- The Washington Times - Sunday, March 27, 2005

TAIPEI, Taiwan — Hundreds of thousands of people chanting “Oppose war, Love Taiwan” joined President Chen Shui-bian yesterday to protest China’s anti-secession law that sanctions the use of force against the island.

Mr. Chen’s ruling Democratic Progressive Party hopes the protest will draw international attention to the new law and put pressure on China to scrap it.

Organizers said 1 million people joined the show of people power against Beijing’s military threat, but Taipei police estimated the crowd at just more than 240,000.

“I am here to protest against a barbaric China, which looks down upon the Taiwanese people,” said businessman Fan Wen-yi, 70, adding he was not affiliated with any political party and had never participated in a protest before. “The anti-secession law, simply put, is a law that authorizes war.”

The protesters chanted slogans and waved green flags that read “democracy, peace, protect Taiwan” as they marched toward the presidential office from 10 locations around the capital, symbolizing the 10 clauses of the anti-secession law.

Many brought their children and pets to the “democratic carnival.” Scores of children bared bottoms plastered with anti-missile stickers, while a handful of angry protesters set fire to Chinese flags.

Mr. Chen and his family, surrounded by 500 security guards, joined the marchers. Holding two green inflated batons, Mr. Chen joined the crowd in singing songs in the Taiwanese dialect.

The rally dispersed peacefully after a giant red balloon in the shape of a sea urchin, symbolizing Chinese missile threats, was deflated.
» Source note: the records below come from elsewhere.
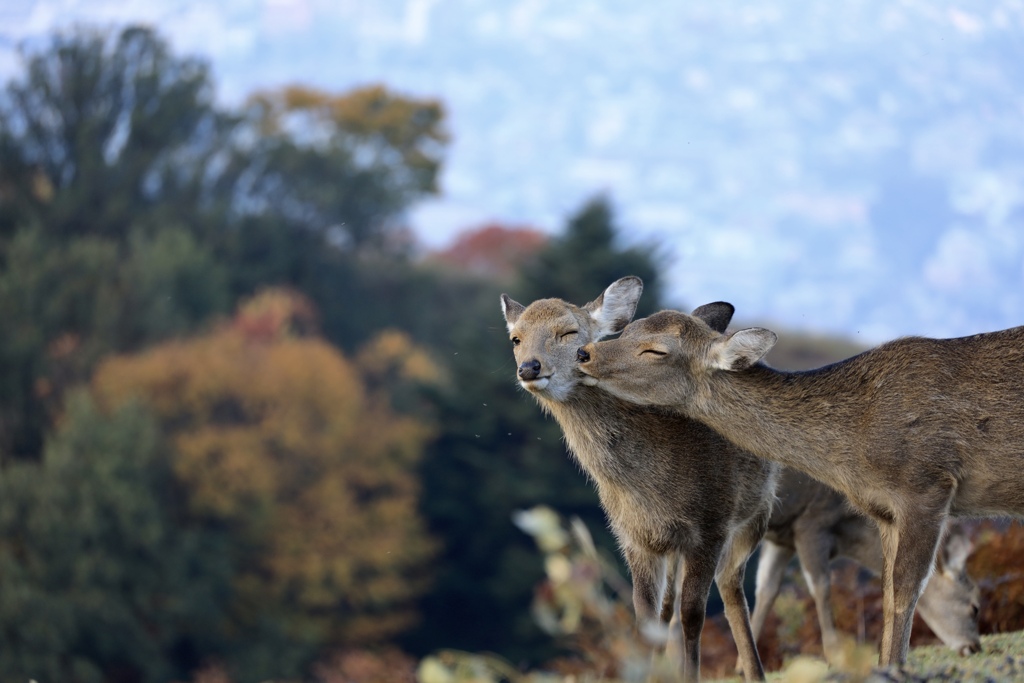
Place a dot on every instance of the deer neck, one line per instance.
(593, 423)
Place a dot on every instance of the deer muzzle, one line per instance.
(529, 370)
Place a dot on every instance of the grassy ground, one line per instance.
(1001, 659)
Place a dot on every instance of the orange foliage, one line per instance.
(275, 435)
(997, 565)
(493, 250)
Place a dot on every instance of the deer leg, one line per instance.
(698, 572)
(648, 585)
(909, 555)
(771, 567)
(730, 585)
(813, 550)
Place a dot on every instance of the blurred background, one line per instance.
(258, 416)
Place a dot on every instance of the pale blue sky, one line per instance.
(852, 167)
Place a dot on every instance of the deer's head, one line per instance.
(666, 358)
(546, 335)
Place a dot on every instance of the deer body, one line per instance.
(911, 431)
(686, 507)
(815, 523)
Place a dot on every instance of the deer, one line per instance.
(817, 524)
(686, 507)
(912, 431)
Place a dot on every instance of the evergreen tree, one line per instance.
(497, 453)
(98, 579)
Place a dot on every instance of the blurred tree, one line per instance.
(99, 580)
(493, 251)
(347, 165)
(278, 439)
(132, 209)
(68, 303)
(497, 453)
(104, 127)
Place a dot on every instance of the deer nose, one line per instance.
(528, 370)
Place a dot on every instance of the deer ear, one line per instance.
(512, 310)
(717, 314)
(741, 349)
(614, 308)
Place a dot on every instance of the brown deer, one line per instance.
(817, 524)
(911, 431)
(681, 501)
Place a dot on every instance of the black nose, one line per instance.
(528, 370)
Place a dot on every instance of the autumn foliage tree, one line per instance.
(283, 439)
(493, 250)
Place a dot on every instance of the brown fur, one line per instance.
(911, 431)
(679, 498)
(817, 524)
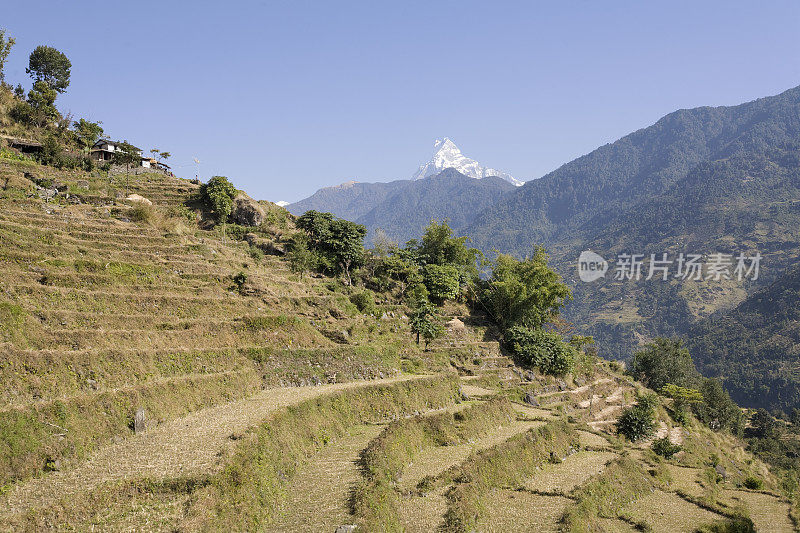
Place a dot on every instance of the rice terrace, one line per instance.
(415, 355)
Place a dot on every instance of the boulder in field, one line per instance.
(139, 421)
(530, 399)
(138, 199)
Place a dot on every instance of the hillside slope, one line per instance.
(582, 195)
(350, 200)
(756, 346)
(448, 195)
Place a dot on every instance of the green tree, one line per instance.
(545, 350)
(340, 241)
(423, 323)
(41, 100)
(316, 225)
(527, 293)
(347, 245)
(664, 447)
(87, 132)
(6, 44)
(717, 410)
(664, 361)
(48, 65)
(442, 282)
(127, 155)
(218, 195)
(440, 247)
(637, 422)
(763, 425)
(301, 259)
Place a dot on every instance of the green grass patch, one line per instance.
(246, 494)
(376, 502)
(507, 465)
(623, 482)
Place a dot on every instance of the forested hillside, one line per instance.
(349, 200)
(401, 209)
(585, 194)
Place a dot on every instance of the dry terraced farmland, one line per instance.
(279, 406)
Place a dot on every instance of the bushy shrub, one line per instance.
(365, 301)
(218, 195)
(638, 421)
(442, 282)
(141, 213)
(545, 350)
(239, 280)
(665, 448)
(753, 483)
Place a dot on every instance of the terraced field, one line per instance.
(279, 406)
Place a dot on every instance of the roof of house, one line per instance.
(101, 142)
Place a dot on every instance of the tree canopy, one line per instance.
(87, 132)
(525, 293)
(662, 362)
(218, 195)
(339, 241)
(48, 65)
(6, 44)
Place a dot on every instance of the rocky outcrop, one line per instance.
(246, 211)
(138, 199)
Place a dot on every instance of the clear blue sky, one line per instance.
(287, 97)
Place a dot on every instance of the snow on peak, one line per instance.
(449, 156)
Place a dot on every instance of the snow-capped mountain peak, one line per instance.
(449, 156)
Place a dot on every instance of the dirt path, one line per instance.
(187, 446)
(319, 494)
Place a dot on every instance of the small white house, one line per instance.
(104, 150)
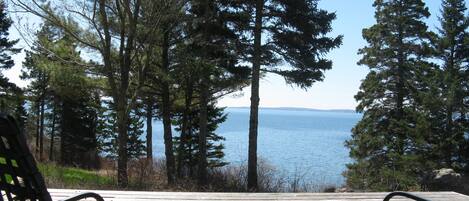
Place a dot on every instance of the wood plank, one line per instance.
(60, 194)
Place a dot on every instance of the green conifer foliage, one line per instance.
(385, 142)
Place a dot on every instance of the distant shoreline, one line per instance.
(300, 109)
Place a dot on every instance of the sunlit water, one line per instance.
(306, 142)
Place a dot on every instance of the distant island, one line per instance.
(300, 109)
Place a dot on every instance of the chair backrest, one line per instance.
(19, 177)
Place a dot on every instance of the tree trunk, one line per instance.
(202, 162)
(122, 135)
(253, 117)
(38, 125)
(166, 110)
(52, 133)
(41, 134)
(182, 152)
(149, 130)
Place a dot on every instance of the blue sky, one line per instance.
(340, 84)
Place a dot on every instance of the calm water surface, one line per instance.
(306, 142)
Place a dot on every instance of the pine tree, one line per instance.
(445, 100)
(63, 94)
(11, 96)
(385, 143)
(295, 33)
(107, 134)
(188, 154)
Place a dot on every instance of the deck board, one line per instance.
(60, 194)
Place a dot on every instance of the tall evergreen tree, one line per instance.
(11, 96)
(65, 95)
(445, 101)
(385, 142)
(294, 32)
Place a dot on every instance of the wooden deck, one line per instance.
(60, 194)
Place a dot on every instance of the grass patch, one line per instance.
(67, 177)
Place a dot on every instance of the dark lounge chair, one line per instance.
(403, 194)
(19, 176)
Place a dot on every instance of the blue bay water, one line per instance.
(306, 142)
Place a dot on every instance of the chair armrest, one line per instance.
(403, 194)
(84, 196)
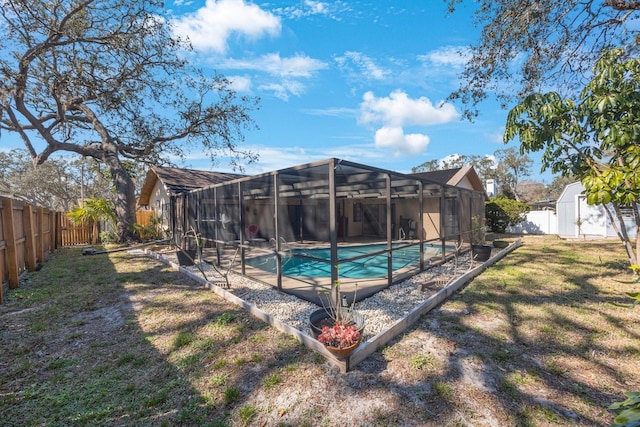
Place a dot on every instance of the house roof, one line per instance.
(177, 180)
(454, 176)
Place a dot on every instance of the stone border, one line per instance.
(365, 349)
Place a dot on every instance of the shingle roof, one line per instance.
(440, 176)
(177, 180)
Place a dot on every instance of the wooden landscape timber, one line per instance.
(371, 345)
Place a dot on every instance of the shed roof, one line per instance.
(178, 180)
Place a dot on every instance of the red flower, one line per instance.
(339, 335)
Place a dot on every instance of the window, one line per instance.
(357, 212)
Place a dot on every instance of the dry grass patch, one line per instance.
(123, 340)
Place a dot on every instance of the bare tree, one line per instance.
(107, 79)
(527, 46)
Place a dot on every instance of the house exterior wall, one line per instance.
(159, 203)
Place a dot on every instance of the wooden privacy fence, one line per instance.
(28, 234)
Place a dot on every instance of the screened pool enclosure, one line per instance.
(302, 228)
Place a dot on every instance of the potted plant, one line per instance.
(479, 250)
(337, 325)
(340, 339)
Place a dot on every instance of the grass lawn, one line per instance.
(122, 339)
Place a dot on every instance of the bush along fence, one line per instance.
(28, 234)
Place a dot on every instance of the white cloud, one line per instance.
(210, 27)
(361, 67)
(395, 139)
(274, 64)
(399, 110)
(240, 83)
(447, 56)
(288, 72)
(283, 89)
(333, 10)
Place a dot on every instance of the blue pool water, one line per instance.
(372, 266)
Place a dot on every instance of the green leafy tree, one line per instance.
(595, 138)
(527, 45)
(108, 80)
(91, 212)
(502, 212)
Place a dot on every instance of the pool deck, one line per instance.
(317, 289)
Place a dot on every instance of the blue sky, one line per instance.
(364, 80)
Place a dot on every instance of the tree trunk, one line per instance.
(621, 231)
(125, 199)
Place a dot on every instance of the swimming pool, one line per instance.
(366, 267)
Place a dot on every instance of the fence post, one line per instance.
(40, 241)
(10, 241)
(29, 234)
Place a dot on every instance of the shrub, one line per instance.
(502, 212)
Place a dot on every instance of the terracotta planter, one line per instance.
(186, 256)
(342, 353)
(500, 244)
(481, 252)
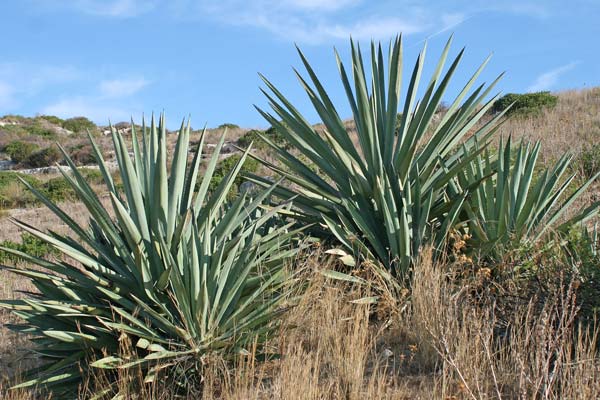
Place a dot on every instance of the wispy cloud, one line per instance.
(122, 87)
(104, 8)
(111, 99)
(312, 21)
(90, 107)
(7, 100)
(549, 79)
(20, 82)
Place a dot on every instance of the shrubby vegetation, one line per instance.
(225, 166)
(228, 125)
(525, 104)
(30, 245)
(471, 244)
(20, 151)
(43, 158)
(78, 124)
(588, 162)
(257, 137)
(193, 274)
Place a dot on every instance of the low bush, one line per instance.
(225, 166)
(58, 189)
(254, 136)
(92, 176)
(228, 125)
(44, 158)
(52, 119)
(588, 162)
(525, 104)
(20, 151)
(38, 129)
(79, 124)
(12, 192)
(82, 154)
(30, 245)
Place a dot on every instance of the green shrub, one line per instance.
(525, 104)
(52, 119)
(382, 196)
(226, 166)
(37, 129)
(588, 161)
(186, 277)
(79, 124)
(13, 194)
(252, 136)
(44, 158)
(518, 202)
(58, 189)
(30, 245)
(92, 176)
(20, 151)
(228, 125)
(82, 154)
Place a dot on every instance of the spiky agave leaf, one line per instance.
(521, 201)
(383, 191)
(180, 273)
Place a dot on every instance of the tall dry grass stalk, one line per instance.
(436, 344)
(539, 353)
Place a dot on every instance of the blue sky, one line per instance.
(118, 58)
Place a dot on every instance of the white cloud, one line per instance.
(549, 79)
(7, 100)
(92, 108)
(106, 8)
(320, 5)
(313, 21)
(122, 87)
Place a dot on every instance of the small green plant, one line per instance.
(516, 202)
(12, 192)
(525, 104)
(79, 124)
(588, 162)
(92, 176)
(257, 137)
(20, 151)
(184, 275)
(37, 129)
(224, 168)
(82, 154)
(228, 125)
(44, 158)
(52, 119)
(30, 245)
(380, 192)
(58, 189)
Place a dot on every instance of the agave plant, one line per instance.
(181, 274)
(383, 190)
(519, 201)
The anti-secession bill approved by China’s parliament on March 14 is a bid to deter Mr. Chen from pushing for a formal split from China before the end of his term in 2008.

The law codified Beijing’s long-standing threat to attack Taiwan, authorizing the use of non-peaceful measures against the democratically ruled island if it pushes for formal statehood.

“Taiwan is in such a sad position. It’s like an international orphan. If we don’t stand up and fight, no one will fight for us,” said 23-year-old student Jonathan Lin. “We should not be afraid of China. If they invade, I am willing to fight to the last moment.”

China has claimed sovereignty over Taiwan since the Chinese Nationalists fled there at the end of a civil war in 1949. The Nationalist Party, which favors a more conciliatory stance toward Beijing, shunned the protest.

“China has never ruled Taiwan, not even for one day, yet they treat us as part of their territory,” said Huang Ming-yu, who took his wife and 2-year-old daughter to join the rally after a nearly 10-hour bus ride from the southern county of Pingtung.

The United States has criticized the anti-secession law, calling its passage unfortunate and a potential setback to cross-strait relations. Washington has urged the archrivals to resume fence-mending talks, stalled since 1999.

China’s state media quoted Chinese academics as saying the march could raise tensions and sour ties.

“The secessionist forces plot to stir up public sentiments to embolden themselves. Such moves are doomed to meet failure,” Huang Jiashu, a specialist on Taiwan from the People’s University, said in an interview with China’s official Xinhua news agency.

An influential Taiwanese businessman who had supported Mr. Chen’s presidential bid in 2000, warned that Taiwan independence could lead to war.

“I believe Taiwan’s economic development can’t be separated from the mainland. Taiwan independence will only lead Taiwan to war and drag the people to disaster,” Hsu Wen-long, the founder of Taiwan’s Chi Mei group, said in a letter yesterday.